Goal: I have a 1D series of numbers & I have identified the peaks and valleys of this series. I want to identify values adjacent to these peaks / valleys that are within a threshold distance (eg 5%) of the peak / valley.
Some conditions: The nearby values can be more than one datapoint away from the peak/valley - provided the values between it and the peak/valley are all deemed to be nearby also (ie. within X% of the peak/valley)
For example: I have a series (A) of time series values: [2,4,3,6,5,4,2,6,5]
And I have a pandas series (B) representing the peaks and valleys of this time series: [-1,0,0,1,0,0,-1,1,0]

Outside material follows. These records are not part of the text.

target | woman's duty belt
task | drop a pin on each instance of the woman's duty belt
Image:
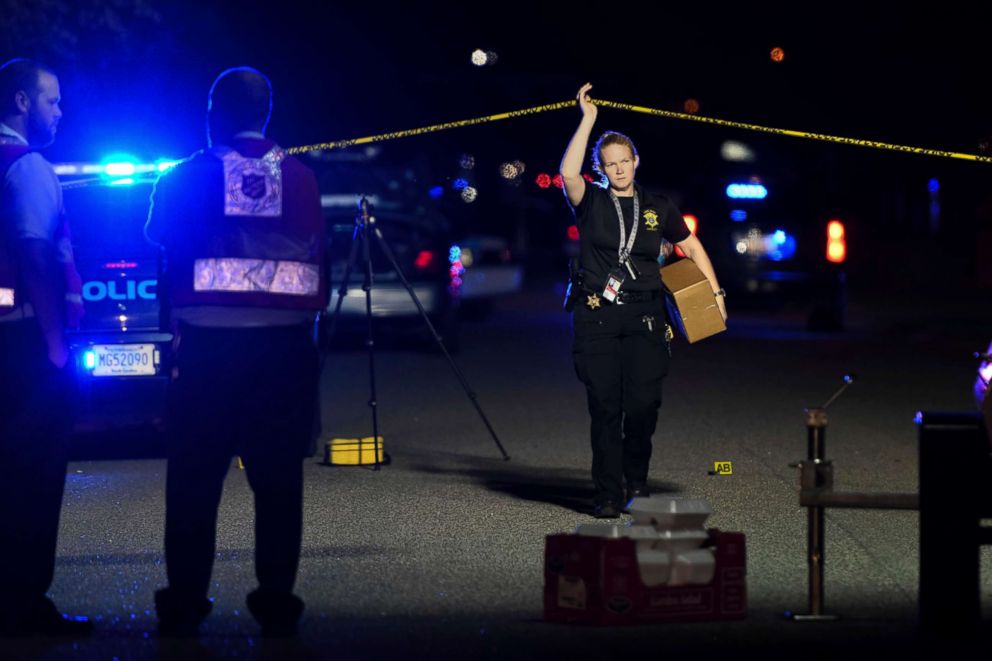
(625, 297)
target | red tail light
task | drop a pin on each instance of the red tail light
(836, 242)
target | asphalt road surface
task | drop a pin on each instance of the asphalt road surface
(439, 554)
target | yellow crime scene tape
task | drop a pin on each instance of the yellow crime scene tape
(424, 130)
(873, 144)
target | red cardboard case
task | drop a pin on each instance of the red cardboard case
(595, 580)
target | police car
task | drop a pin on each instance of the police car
(120, 352)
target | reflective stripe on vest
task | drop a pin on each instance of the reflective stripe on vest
(234, 274)
(252, 186)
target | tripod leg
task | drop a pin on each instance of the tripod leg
(343, 290)
(437, 338)
(370, 343)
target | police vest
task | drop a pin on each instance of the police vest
(9, 298)
(257, 241)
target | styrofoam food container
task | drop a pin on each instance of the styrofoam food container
(654, 566)
(666, 513)
(610, 530)
(645, 537)
(677, 541)
(695, 567)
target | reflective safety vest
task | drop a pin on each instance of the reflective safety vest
(256, 241)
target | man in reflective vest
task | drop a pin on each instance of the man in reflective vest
(243, 236)
(35, 370)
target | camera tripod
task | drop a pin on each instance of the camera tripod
(365, 230)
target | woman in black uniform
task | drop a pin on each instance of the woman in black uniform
(621, 349)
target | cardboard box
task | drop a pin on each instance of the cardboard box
(694, 313)
(354, 451)
(596, 580)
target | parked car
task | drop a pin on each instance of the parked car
(454, 274)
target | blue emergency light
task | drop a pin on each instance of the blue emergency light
(747, 192)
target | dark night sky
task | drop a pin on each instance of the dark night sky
(363, 68)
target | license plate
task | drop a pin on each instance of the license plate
(124, 359)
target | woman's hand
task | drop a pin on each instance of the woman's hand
(588, 108)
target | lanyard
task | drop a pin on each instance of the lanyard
(624, 250)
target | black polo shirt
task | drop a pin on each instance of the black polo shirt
(599, 235)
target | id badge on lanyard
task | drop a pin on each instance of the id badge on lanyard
(616, 277)
(613, 283)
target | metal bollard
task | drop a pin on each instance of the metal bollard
(815, 473)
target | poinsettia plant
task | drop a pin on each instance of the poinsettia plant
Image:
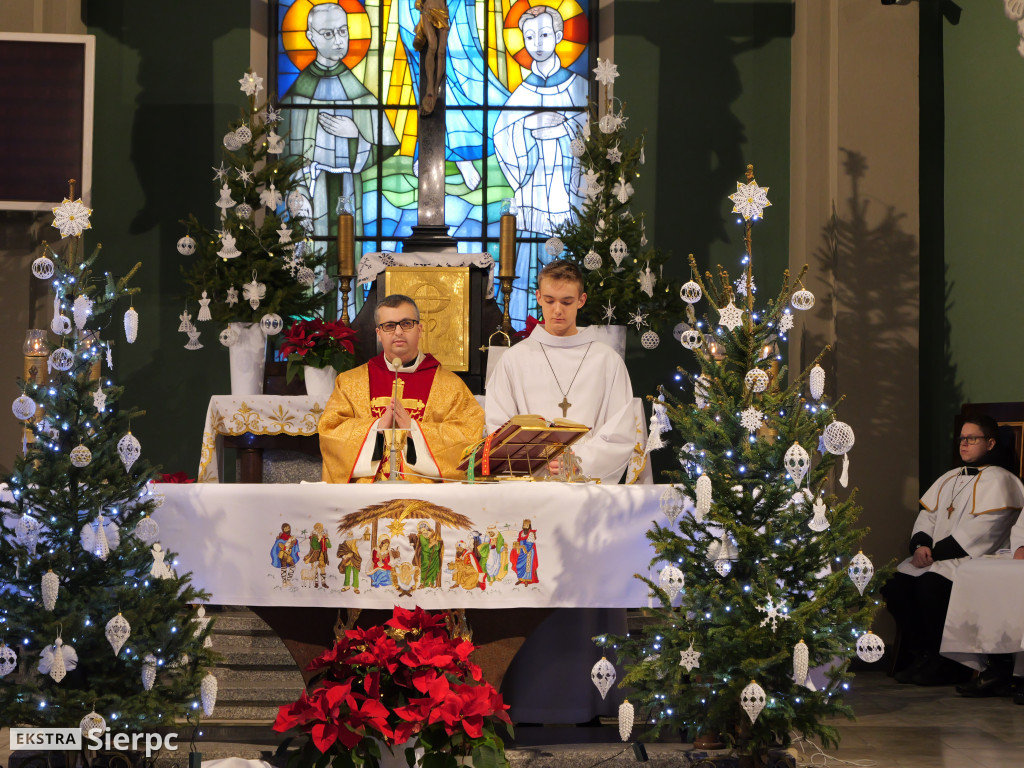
(408, 683)
(318, 344)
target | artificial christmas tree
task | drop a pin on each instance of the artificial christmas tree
(625, 279)
(83, 601)
(765, 551)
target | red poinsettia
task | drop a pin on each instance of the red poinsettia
(408, 680)
(317, 343)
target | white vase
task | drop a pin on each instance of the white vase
(613, 336)
(248, 359)
(320, 382)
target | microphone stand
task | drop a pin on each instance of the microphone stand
(392, 474)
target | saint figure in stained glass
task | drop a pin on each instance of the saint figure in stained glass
(337, 138)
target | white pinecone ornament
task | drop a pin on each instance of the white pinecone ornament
(50, 587)
(118, 631)
(150, 673)
(603, 676)
(626, 717)
(208, 693)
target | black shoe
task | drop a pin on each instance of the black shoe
(990, 682)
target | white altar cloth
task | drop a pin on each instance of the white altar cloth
(986, 611)
(589, 540)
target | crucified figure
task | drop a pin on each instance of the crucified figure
(431, 42)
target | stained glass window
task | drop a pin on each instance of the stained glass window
(517, 83)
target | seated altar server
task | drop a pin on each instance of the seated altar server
(968, 512)
(433, 413)
(562, 371)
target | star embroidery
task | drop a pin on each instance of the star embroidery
(689, 658)
(219, 174)
(750, 200)
(638, 318)
(730, 316)
(251, 83)
(605, 72)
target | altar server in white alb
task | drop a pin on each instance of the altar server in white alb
(562, 371)
(967, 513)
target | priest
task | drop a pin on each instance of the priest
(432, 413)
(968, 512)
(564, 372)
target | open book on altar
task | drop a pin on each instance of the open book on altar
(521, 446)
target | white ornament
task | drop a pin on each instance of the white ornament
(650, 340)
(773, 612)
(704, 497)
(626, 716)
(254, 292)
(24, 408)
(204, 309)
(756, 380)
(146, 530)
(817, 382)
(730, 316)
(57, 659)
(81, 456)
(753, 700)
(100, 537)
(801, 663)
(619, 250)
(228, 336)
(91, 723)
(82, 308)
(802, 299)
(752, 420)
(129, 450)
(750, 200)
(148, 671)
(672, 581)
(50, 587)
(860, 571)
(131, 325)
(8, 659)
(819, 522)
(673, 503)
(208, 693)
(690, 292)
(118, 631)
(797, 462)
(870, 647)
(160, 569)
(603, 676)
(186, 246)
(42, 267)
(227, 249)
(271, 325)
(689, 658)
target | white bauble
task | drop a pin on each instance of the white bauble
(50, 586)
(118, 631)
(603, 676)
(208, 693)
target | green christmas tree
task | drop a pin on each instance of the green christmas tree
(625, 278)
(258, 261)
(79, 562)
(765, 559)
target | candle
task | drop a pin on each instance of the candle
(506, 247)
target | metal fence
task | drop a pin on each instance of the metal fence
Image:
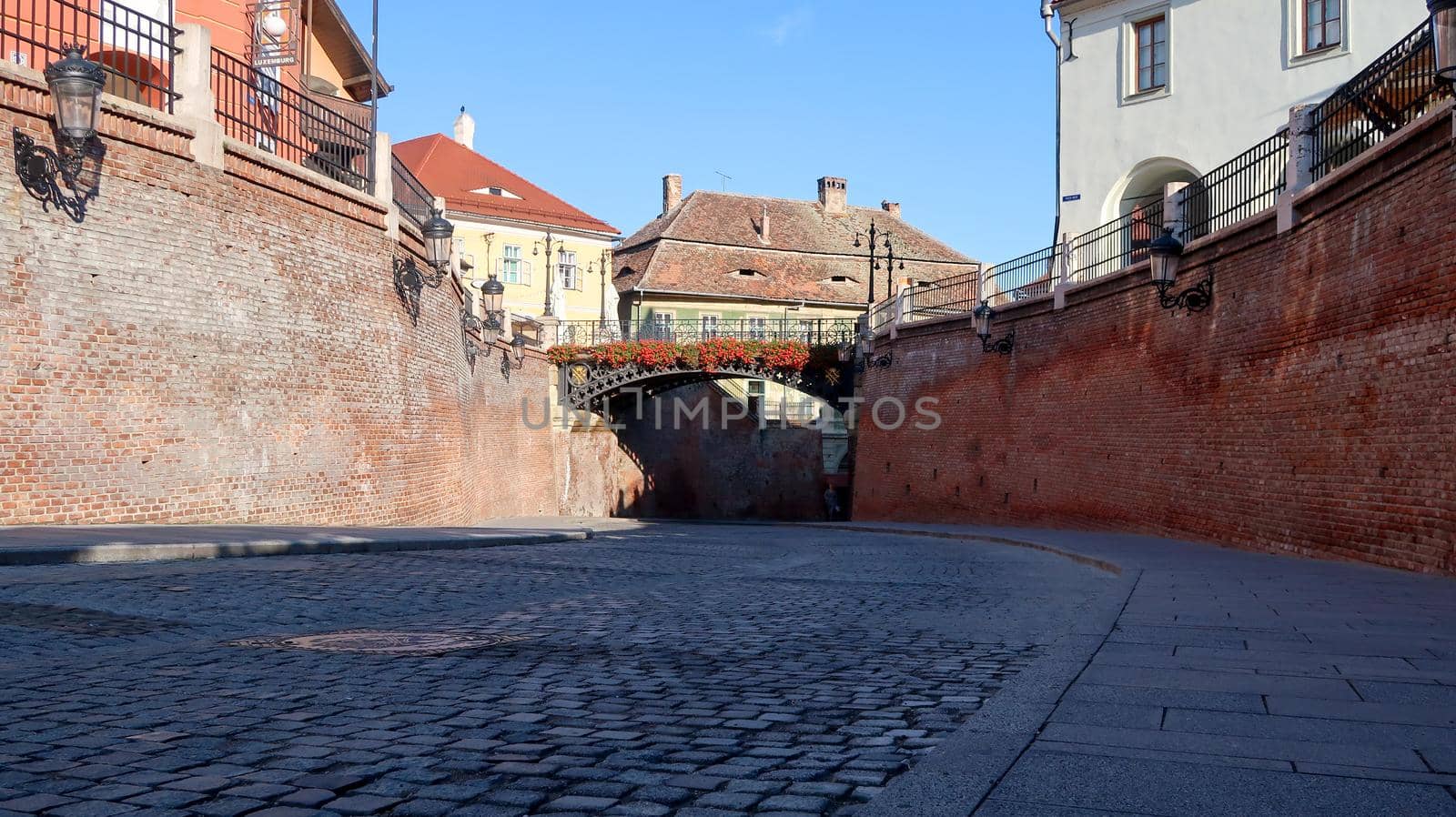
(1021, 278)
(136, 50)
(813, 331)
(1238, 189)
(324, 136)
(414, 200)
(938, 298)
(1117, 244)
(1380, 101)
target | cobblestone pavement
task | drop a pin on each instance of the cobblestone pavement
(693, 671)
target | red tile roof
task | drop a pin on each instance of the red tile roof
(453, 171)
(703, 244)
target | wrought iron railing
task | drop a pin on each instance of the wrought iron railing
(1390, 94)
(883, 313)
(136, 50)
(813, 331)
(1237, 189)
(938, 298)
(257, 108)
(1117, 244)
(414, 200)
(1021, 278)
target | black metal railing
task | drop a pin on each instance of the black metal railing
(1021, 278)
(1237, 189)
(1117, 244)
(939, 298)
(1380, 101)
(136, 50)
(414, 200)
(883, 313)
(813, 331)
(257, 108)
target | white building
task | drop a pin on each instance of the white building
(1158, 92)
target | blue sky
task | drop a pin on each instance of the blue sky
(945, 106)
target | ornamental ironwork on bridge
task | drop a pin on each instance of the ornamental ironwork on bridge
(590, 386)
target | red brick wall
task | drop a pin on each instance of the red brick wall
(1312, 409)
(228, 346)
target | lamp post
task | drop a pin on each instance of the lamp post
(877, 240)
(1165, 254)
(983, 315)
(1443, 33)
(76, 85)
(551, 274)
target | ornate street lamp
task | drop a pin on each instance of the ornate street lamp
(983, 315)
(877, 239)
(1165, 254)
(410, 278)
(1443, 33)
(76, 85)
(492, 302)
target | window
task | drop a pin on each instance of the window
(511, 267)
(1152, 55)
(567, 264)
(1322, 25)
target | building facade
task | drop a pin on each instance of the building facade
(774, 268)
(1167, 91)
(553, 258)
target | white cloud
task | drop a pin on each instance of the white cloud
(786, 25)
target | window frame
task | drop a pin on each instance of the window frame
(1139, 25)
(1324, 26)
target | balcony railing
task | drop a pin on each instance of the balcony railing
(136, 50)
(813, 331)
(1238, 189)
(1380, 101)
(1021, 278)
(1117, 244)
(332, 136)
(411, 196)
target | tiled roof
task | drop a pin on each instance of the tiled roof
(455, 172)
(703, 245)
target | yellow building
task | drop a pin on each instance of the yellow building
(553, 258)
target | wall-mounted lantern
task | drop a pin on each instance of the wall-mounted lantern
(1443, 33)
(516, 358)
(492, 302)
(76, 85)
(410, 278)
(1165, 254)
(983, 315)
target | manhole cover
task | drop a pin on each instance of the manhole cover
(382, 642)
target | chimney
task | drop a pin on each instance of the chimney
(672, 191)
(465, 130)
(834, 196)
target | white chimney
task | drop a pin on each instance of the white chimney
(465, 130)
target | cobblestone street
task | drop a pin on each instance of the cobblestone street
(691, 671)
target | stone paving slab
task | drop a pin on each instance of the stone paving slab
(1230, 683)
(57, 545)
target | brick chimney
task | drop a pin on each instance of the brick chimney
(834, 196)
(465, 130)
(672, 191)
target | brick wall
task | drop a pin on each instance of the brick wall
(226, 346)
(1312, 409)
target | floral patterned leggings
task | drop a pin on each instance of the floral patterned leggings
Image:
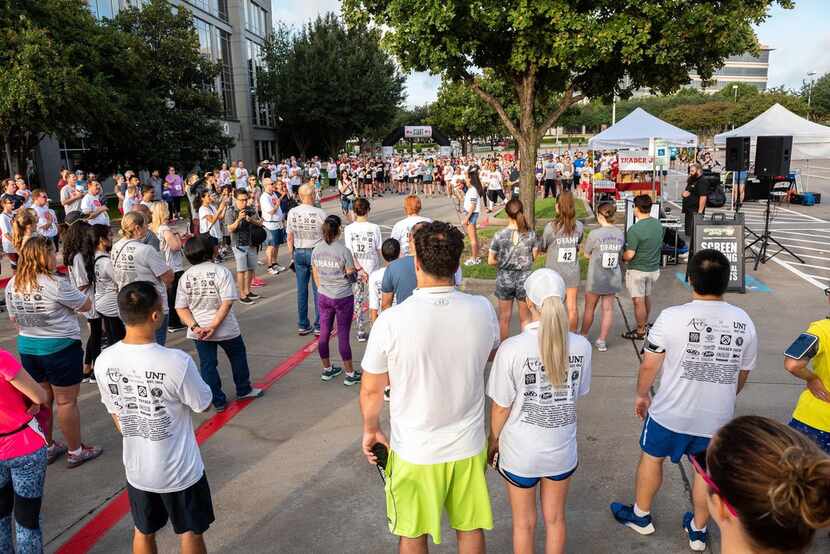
(21, 489)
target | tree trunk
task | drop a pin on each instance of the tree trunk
(527, 147)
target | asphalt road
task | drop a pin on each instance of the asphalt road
(288, 476)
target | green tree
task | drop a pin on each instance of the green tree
(330, 81)
(51, 83)
(167, 110)
(463, 115)
(563, 50)
(819, 96)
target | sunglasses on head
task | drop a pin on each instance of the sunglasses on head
(699, 463)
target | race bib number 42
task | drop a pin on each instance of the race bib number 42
(566, 255)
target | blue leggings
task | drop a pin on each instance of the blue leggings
(21, 490)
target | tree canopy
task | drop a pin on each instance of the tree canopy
(563, 50)
(330, 83)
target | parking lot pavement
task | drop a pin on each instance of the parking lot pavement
(287, 474)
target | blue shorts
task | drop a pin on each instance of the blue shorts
(274, 237)
(822, 438)
(530, 482)
(660, 442)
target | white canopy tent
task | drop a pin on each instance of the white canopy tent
(637, 129)
(811, 141)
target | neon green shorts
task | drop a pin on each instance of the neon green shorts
(417, 495)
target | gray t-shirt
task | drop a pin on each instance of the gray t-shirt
(563, 252)
(135, 261)
(202, 289)
(48, 311)
(513, 250)
(604, 246)
(332, 261)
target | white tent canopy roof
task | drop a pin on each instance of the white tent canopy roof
(636, 129)
(810, 140)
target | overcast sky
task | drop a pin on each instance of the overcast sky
(800, 39)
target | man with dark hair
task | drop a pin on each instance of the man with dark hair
(239, 219)
(204, 302)
(705, 349)
(437, 399)
(149, 391)
(643, 248)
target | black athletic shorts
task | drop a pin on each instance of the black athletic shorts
(188, 510)
(63, 368)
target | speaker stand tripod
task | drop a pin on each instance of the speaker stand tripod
(761, 256)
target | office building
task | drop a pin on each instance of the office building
(231, 32)
(743, 68)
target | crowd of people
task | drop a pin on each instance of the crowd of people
(765, 484)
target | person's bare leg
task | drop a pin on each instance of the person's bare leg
(607, 316)
(524, 313)
(471, 542)
(523, 506)
(505, 312)
(193, 543)
(700, 490)
(554, 495)
(640, 313)
(573, 309)
(649, 479)
(68, 415)
(591, 300)
(50, 405)
(413, 546)
(144, 544)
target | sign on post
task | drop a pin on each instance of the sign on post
(635, 160)
(417, 131)
(727, 236)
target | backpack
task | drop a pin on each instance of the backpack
(716, 197)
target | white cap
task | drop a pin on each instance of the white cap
(542, 284)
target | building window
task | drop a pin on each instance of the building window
(256, 18)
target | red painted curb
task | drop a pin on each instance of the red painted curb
(115, 510)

. I want to identify values beside the peaks and valleys that are within x% of that peak/valley. And to update (B) to label those nearby close peaks/valleys as 1 or -1. eg. B = [-1,0,0,1,1,0,-1,1,1]
My progress so far:
# Sequence of 1D data
x = np.random.random(10).reshape(-1,1)
# Identify peaks and valleys
p, _ = argrelextrema(x, np.greater)
v, _ = argrelextrema(x, np.less)
# Label peaks / valleys as 1 / -1
peaks = np.zeros_like(x)
peaks[p] = 1
peaks[v] = -1
# compute square pairwise distances of x
sd = squareform(pdist(x))
# Compute the relative distance of x to these neighbouring points
rd = sd / x
# Identify distances that are within a threshold (5%)
gt_distances = (rd < 0.05) * rd
This provides me with a square matrix highlighting the pdist points that are with the defined threshold.
array([[0. , 0. , 0. , 0. , 0. ],
[0. , 0. , 0. , 0.00538613, 0. ],
[0. , 0. , 0. , 0. , 0. ],
[0. , 0.00541529, 0. , 0. , 0. ],
[0. , 0. , 0. , 0. , 0. ]])
How do I identify all consecutive points adjacent to a peak or valley that is within this threshold?
CodePudding user response:
setup
df = pd.DataFrame({
"vals":[2,4,3,6,5,4,2,6,5],
"extremes":[-1,0,0,1,0,0,-1,1,0],
})
solution
threshold = 0.2
def update_extremes(df):
return (
pd.concat(
[
df,
df.mask(df["extremes"] == 0).fillna(method="ffill").rename(columns=lambda n: "prev_" n),
],
axis=1
)
.eval("within_threshold = abs(vals-prev_vals)/prev_vals < @threshold")
.eval("mask = within_threshold and extremes == 0")
.eval("is_new_extreme = within_threshold.mask(mask).fillna(method='ffill')")
.eval("new_extremes = prev_extremes.where(is_new_extreme).fillna(0)")
[["vals", "extremes", "new_extremes"]] # comment out this to get all columns (which may help in understanding what is going on)
.astype(int)
)
running
update_extremes(df)
gives you a dataframe with updated extremes for values following peaks, eg
vals extremes new_extremes
0 2 -1 -1
1 4 0 0
2 3 0 0
3 6 1 1
4 5 0 1
5 4 0 0
6 2 -1 -1
7 6 1 1
8 5 0 1
so feeding in the reversed dataframe:
update_extremes(df.sort_index(ascending=False)).sort_index()
will give you a dataframe with updated extremes for values preceding peaks.
You will need to decide how to figure out how to reconcile any value which may fall within the threshold of a peak and trough.
Lastly, I'm not suggesting you implement the idea exactly like this, whereby intermediate columns are added to a dataframe, just thought it may help you understand the thought process.